We have already discussed in a previous post how diesel is solidly part of Eni’s family and how it is appreciated not only in its fossil forms. In particular, using the words of Giuseppe Ricci, Chief Refining & Marketing Officer, we can now continue exploring the relationship that exists between Eni and biodiesel, with a particular focus on the activity carried out in the Venice area.


Green Diesel: how can 15% renewable be implemented?

The percentage of HVO diesel oil can be increased by up to 30-35%. It has already been successfully tested at 50% on Navy ships and could also be used pure, therefore at 100%, with an exception on density.

What production potential could realistically be guaranteed by the production of algae using photobioreactors? Is it an activity applicable on microscale and in the territory?

Microalgae have a high potential for capturing and transforming CO2 into a biomass, from which a vegetable oil can be extracted suitable for use by our Ecofining technology. The main advantage of algae is the high productivity per hectare compared to traditional crops of oil plants.

If applied on open lagoons they can produce up to 30 tons/ ha/year of algal oil, a much higher quantity than the best oil plant, the palm, which produces around 4-5 tons/ha/year. The application of a photobioreactor-based technology, thanks to greater efficiency, allows to achieve greater productivity, both in terms of algal biomass and oil. Furthermore algae can also be used to make products for nutraceuticals with high added value.

Eni Venice biorefinery. According to Eni, would it make sense for the Venice ATCV to enhance the retrofit of biodiesel-powered engines on lagoon taxis and ferries, based on what has been happening since June 2018?

No retrofit was carried out on the ferries engines; Enidiesel+ is an EN590 diesel fuel that can be used instead of regular diesel. Bench testing on a propulsion engine showed both a reduction in consumption (-3.7%) and a significant reduction in particulate matter, completely in line with previous experiments conducted on public transport vehicles on land.

Venice. Case study. Specificity and potential of the plant: exhausted oils and…

The objective is to reduce as much as possible the use of palm oil and other raw materials in competition with the food chain, compatibly with the regulatory obligations imposed by European and Italian regulations on biofuels and in accordance with the availability of alternative raw materials.

The current capacity of the Eni biorefinery in Venice is equal to 250 Kt/y of charge (such as palm oil and other vegetable oils, all also certified for sustainability), including around 20% of used and frying vegetable oils (oils to cook, to be clear), animal fats and advanced charges. The capacity can be increased to 540 Kt/y with the inclusion of a hydrogen production plant, able to maximize the processing level. In this context, the possibility of achieving this objective is currently being studied with the construction of a Waste to Hydrogen plant, ie with the gasification of solid urban waste.

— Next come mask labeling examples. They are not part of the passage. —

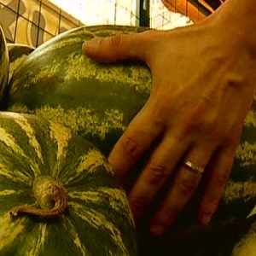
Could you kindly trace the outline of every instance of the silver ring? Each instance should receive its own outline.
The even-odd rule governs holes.
[[[205,168],[203,168],[201,166],[198,166],[193,164],[191,161],[185,161],[184,166],[196,174],[198,174],[198,173],[201,174],[205,171]]]

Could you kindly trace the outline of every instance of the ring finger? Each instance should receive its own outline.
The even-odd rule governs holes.
[[[214,150],[212,146],[207,148],[195,146],[186,155],[166,197],[151,220],[152,235],[162,235],[193,195]]]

Some data: in 2018 about 75,000 tons of waste cooking oil were collected, almost exclusively produced by the catering and industrial sectors, which represent only 25% of the oil produced in Italy, which amounts to about 280,000 tons per year.

Most of the production takes place therefore in the houses, and the disposal takes place mostly in the discharges because most of the citizens do not know that eliminating the frying oils through the sewer system can involve serious environmental consequences. In addition to clogging the domestic drainage system and the sewage networks with increased maintenance costs, disposal through the sewer system affects the correct operation of the purifiers, increasing purification costs. One liter of oil generates up to 4 kg of sewage sludge which will then have to be managed as waste, can reach the aquifers and make the water unsafe and create pollution of surface waters, ie lakes, rivers and the sea with high damage for the ecosystem.

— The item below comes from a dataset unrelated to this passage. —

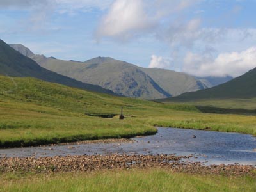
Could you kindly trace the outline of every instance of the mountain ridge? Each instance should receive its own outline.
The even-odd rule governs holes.
[[[131,97],[166,98],[212,86],[207,80],[184,73],[143,68],[110,57],[99,56],[84,62],[43,55],[31,58],[48,70]]]
[[[186,102],[202,99],[250,99],[254,97],[256,97],[256,68],[228,82],[213,88],[186,93],[173,98],[157,100],[160,102]]]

Some other data coming from the Eni biorefinery in Venice: in 2018 about 20% of the charge was made up of used and frying vegetable oils; about 2.5% from shea oil and about 1% from Matrilox, a residue from green chemistry from the manufacture of biodegradable plastic. In addition, advanced fillers have been successfully tested: soapy pastes (which are residues of the chemical deacidification of vegetable oils), POME (Palm Oil Mill Effluent) which is a regenerated waste coming from the use of palm oil and animal fats.

In terms of quantities, the total advanced alternative fillers processed in Porto Marghera were around 43 million liters, of which about 30 million liters were frying vegetable oils.